It is estimated that five percent of the US population are hoarders. Perhaps you’ve seen them in their cluttered natural habitat on the A&E reality television show Hoarders. If you’ve missed Hoarders, imagine houses full of junk, old newspapers, empty boxes from five years ago, whatever, up to the ceiling. (Confession: I have not seen this show either, as I haven’t had TV/cable since 1996.)
Being labeled a hoarder isn’t just a pejorative. As of May 2013, the DSM-5 includes “compulsive hoarding” as a legitimate disorder, including the following criteria:
- Persistent difficulty discarding or parting with possessions, regardless of the value others may attribute to these possessions.
I would like to offer an additional criteria:
- The aversion to losing a moment or experience, which drives the compulsion to over-photo and over-share photos of said moment or experience, thereby missing out on the actual moment or experience, and then keeping all these “experiential possessions” cluttering about.
Digital hoarding afflicts many more people than traditional hoarding because it’s not the fire or safety hazard of ceiling high magazine stacks along a hallway. Also, it’s fun and is encouraged by the gamification in play on popular social media platforms, where broadcasting your “brand” elicits a positively addictive serotonin feedback loop.
You may be asking yourself, “Am I a digital hoarder?” Try this experiment:
Take a trip down memory lane on your favorite online platforms and apps, noting what you posted last week, last month, last year. Exactly what were we thinking when you took the picture? And then, why did you feel the compulsion to broadcast it to the world? And why on earth are you preserving it if it may be deleted? Remember that hoarders have an aversion to discarding that which is of little value. And how much of what we post has value to the future us or society?

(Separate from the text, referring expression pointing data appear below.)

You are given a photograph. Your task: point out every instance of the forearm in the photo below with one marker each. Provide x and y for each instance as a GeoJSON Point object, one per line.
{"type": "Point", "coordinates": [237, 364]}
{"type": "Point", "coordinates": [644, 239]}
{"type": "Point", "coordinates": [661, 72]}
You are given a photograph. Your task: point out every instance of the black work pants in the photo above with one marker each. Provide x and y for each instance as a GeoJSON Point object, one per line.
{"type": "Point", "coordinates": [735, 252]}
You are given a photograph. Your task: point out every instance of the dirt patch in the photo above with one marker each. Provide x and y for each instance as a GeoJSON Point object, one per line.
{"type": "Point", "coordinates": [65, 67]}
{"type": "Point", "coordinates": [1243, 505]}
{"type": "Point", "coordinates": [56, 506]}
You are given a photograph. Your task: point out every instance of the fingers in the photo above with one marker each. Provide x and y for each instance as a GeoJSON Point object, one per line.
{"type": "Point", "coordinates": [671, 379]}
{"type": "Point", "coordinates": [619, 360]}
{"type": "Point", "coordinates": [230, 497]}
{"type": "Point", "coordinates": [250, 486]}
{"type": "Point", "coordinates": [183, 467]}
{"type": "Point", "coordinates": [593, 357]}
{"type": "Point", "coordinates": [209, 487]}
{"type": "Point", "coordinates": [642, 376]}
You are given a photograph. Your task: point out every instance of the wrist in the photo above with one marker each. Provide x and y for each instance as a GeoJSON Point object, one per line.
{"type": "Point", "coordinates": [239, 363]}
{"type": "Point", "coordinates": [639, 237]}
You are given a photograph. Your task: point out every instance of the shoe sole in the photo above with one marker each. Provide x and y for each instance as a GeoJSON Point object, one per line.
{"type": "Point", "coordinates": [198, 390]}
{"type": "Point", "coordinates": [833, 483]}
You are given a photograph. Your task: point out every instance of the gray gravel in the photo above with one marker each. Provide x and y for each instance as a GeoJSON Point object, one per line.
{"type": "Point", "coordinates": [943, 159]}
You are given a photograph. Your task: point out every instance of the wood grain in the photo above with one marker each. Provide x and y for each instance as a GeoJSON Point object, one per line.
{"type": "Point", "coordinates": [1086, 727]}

Not one to ask anyone to do that which I have not done, this exercise was rather shocking on my first pass. After wondering who or what had secretly inhabited my brain at one time or another, my account got a good cleaning. The cluttered junk drawers that were my social media accounts were looking very clean for the first time in years. And they have stayed that way.
I’m advocating that we all help out a friend or loved one. Pass this post along. Advocate for good taste and high standards, for yourself and those you love, instead of subjecting them and the world to your digital hoarding.